‘All Going Down The Drain’: 100-Year-Old WWII Veteran Breaks Down In Tears, Issues Warning To Americans | Eastern North Carolina Now | “It was an honor for me to serve my country and if I had to do it again and I was the same age. I would do it. I guarantee you."
One-hundred-year-old World War II veteran Carl Spurlin Dekel considers his service to our nation one of the greatest honors of his life, but worries about the state of our country.
Through tears, Dekel told FOX 13 Tampa Bay this weekend that our nation's decline will lead to others having fewer opportunities and living unhappy lives.
"People don't realize what they have," the Silver Star recipient said. "The things we did and the things we fought for and the boys that died for it, it's all gone down the drain."
"We haven't got the country we had when I was raised, not at all," Dekel continued. "Nobody will have the fun I had. Nobody will have the opportunity I had. It's just not the same and that's not what our boys, that's not what they died for."
Still, his service was an honor - and something Dekel would do all over again if he were of the appropriate age.
"Most important thing in my life was serving my country," the veteran asserted. "I don't think I could take away from that. They shipped me straight out to Guantánamo, which was a Navy base, and put me in a machine gun company."
"It was an honor for me to serve my country and if I had to do it again and I was the same age, I would do it. I guarantee you," Dekel said.
After being comforted, seemingly by a FOX 13 reporter, Dekel offered words of hope.
"You just remember everything's beautiful and live every day to the fullest. Just enjoy everything you possibly can," he said.
"And here I sit at 100," Dekel added. "They tell me I'm 100. I don't believe it sometimes. Because I don't need to worry about age.
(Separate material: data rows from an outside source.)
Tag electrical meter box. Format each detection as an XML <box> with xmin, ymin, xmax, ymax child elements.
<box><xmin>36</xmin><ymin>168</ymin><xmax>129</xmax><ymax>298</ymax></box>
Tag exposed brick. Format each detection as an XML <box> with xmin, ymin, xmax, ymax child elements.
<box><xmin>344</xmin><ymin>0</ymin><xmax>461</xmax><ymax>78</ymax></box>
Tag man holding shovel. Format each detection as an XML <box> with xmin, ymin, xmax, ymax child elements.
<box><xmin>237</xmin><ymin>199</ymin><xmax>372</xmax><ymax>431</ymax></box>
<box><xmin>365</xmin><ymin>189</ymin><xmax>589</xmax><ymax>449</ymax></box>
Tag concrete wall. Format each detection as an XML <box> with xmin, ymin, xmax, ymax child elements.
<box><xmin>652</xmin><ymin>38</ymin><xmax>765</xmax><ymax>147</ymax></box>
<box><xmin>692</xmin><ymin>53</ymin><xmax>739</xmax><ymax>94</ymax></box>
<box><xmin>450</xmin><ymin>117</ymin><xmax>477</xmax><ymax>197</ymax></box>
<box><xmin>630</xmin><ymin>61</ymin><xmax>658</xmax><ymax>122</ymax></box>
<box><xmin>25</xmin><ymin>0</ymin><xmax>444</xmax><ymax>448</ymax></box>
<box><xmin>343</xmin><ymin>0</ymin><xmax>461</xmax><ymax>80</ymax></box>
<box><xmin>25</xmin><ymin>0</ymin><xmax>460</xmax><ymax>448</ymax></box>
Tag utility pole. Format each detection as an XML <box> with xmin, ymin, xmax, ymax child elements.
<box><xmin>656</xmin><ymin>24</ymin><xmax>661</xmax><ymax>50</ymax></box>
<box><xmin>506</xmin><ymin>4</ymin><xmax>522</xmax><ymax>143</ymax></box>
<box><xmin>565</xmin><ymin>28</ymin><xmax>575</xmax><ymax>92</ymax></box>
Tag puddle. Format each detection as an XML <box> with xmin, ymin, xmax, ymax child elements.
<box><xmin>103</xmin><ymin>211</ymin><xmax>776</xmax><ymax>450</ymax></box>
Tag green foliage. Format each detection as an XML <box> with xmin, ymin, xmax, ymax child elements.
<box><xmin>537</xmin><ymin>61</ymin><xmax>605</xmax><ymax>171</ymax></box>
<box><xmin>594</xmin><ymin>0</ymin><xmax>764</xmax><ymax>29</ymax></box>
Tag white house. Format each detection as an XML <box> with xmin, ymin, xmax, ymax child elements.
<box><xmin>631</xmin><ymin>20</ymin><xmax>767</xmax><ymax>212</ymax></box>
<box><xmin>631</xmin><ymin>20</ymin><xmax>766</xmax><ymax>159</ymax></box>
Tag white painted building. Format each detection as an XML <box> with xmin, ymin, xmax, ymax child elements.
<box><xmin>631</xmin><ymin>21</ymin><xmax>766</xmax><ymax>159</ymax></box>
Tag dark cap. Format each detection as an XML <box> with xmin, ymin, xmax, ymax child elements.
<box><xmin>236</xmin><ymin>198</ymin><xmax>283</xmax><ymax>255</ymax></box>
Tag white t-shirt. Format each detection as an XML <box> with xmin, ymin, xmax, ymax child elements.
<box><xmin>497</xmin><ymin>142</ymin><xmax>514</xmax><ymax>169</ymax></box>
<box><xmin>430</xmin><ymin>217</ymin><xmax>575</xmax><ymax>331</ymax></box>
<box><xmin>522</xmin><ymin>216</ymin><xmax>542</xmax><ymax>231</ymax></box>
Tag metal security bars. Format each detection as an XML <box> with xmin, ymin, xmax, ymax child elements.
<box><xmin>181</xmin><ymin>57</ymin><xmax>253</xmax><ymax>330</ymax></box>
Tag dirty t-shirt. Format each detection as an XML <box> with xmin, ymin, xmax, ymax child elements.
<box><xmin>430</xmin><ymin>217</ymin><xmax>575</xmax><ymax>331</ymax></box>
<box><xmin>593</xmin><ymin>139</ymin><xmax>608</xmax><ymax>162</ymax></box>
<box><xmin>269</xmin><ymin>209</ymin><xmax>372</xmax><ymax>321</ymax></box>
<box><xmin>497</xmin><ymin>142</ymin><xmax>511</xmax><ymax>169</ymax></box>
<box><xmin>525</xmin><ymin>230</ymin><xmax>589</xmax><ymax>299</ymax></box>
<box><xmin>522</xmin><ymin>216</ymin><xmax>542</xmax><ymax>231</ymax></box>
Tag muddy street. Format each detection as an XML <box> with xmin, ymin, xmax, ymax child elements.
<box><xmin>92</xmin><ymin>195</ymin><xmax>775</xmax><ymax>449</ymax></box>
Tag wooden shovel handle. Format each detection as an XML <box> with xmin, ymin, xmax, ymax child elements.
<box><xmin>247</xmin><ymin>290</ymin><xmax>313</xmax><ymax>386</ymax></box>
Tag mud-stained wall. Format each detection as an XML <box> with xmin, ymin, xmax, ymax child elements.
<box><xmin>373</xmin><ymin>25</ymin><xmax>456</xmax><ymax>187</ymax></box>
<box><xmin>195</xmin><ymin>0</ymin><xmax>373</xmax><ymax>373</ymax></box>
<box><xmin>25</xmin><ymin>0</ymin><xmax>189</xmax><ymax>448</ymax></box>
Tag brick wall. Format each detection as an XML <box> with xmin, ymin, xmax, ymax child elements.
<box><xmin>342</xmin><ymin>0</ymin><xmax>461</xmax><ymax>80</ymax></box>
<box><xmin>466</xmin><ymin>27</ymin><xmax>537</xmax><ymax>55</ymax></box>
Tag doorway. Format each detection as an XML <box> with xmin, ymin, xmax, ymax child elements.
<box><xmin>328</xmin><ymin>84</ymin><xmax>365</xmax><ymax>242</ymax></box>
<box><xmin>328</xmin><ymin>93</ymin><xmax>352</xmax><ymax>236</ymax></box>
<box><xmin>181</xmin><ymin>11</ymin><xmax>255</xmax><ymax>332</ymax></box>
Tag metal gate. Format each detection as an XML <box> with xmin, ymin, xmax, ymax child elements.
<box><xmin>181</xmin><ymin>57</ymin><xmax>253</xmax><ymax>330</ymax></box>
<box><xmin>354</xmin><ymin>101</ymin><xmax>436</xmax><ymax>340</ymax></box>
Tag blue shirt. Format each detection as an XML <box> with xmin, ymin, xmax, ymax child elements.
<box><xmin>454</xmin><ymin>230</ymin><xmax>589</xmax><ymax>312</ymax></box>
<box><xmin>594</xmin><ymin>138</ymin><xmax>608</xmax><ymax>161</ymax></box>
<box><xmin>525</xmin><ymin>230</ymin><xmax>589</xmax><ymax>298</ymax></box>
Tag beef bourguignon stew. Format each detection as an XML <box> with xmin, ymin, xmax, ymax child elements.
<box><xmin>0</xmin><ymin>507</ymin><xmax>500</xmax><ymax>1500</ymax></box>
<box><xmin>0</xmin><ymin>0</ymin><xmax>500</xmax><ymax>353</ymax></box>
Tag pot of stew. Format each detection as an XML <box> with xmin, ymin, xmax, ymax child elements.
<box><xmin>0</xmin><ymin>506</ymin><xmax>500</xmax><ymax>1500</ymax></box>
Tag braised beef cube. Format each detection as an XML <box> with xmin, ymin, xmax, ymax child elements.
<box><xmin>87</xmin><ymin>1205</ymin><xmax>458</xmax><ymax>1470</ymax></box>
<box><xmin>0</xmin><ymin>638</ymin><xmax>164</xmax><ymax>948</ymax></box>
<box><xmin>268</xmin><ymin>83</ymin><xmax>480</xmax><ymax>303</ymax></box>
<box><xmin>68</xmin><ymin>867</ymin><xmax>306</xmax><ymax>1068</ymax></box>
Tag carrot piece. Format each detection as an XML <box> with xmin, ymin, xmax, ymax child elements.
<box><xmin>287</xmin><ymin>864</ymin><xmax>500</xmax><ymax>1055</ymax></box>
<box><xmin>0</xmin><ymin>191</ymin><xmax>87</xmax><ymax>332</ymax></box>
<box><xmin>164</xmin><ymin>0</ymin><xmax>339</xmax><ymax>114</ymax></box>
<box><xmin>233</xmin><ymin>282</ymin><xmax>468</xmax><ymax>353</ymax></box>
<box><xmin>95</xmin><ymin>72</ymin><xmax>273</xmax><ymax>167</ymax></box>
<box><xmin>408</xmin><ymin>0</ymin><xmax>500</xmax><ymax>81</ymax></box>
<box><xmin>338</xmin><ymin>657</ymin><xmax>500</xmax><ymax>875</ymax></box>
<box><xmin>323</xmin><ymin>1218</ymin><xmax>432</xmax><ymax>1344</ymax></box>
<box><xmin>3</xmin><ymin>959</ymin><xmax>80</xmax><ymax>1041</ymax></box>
I'm not going to, I just keep on keeping on."
Though the 100-year-old did not elaborate on what specifically has declined in our nation, the U.S. Military as a whole has been criticized in recent years.
For example, a retired three-star general in February warned against teaching Critical Race Theory (CRT) in the military, as it would divide soldiers by race, diminish our "warfighting capabilities," and increase the likelihood of "failure" on the battlefield, The Daily Wire reported.
"The tenets of Critical Race Theory - a cross-disciplinary intellectual and social movement that seeks to examine the intersection of race and law in the United States, but which has the unfortunate effect of dividing people along racial lines - undermine our military's unity and diminish our warfighting capabilities," wrote retired Lieutenant General Greg Newbold. "When we highlight differences or group identity, we undermine cohesion and morale. Failure results."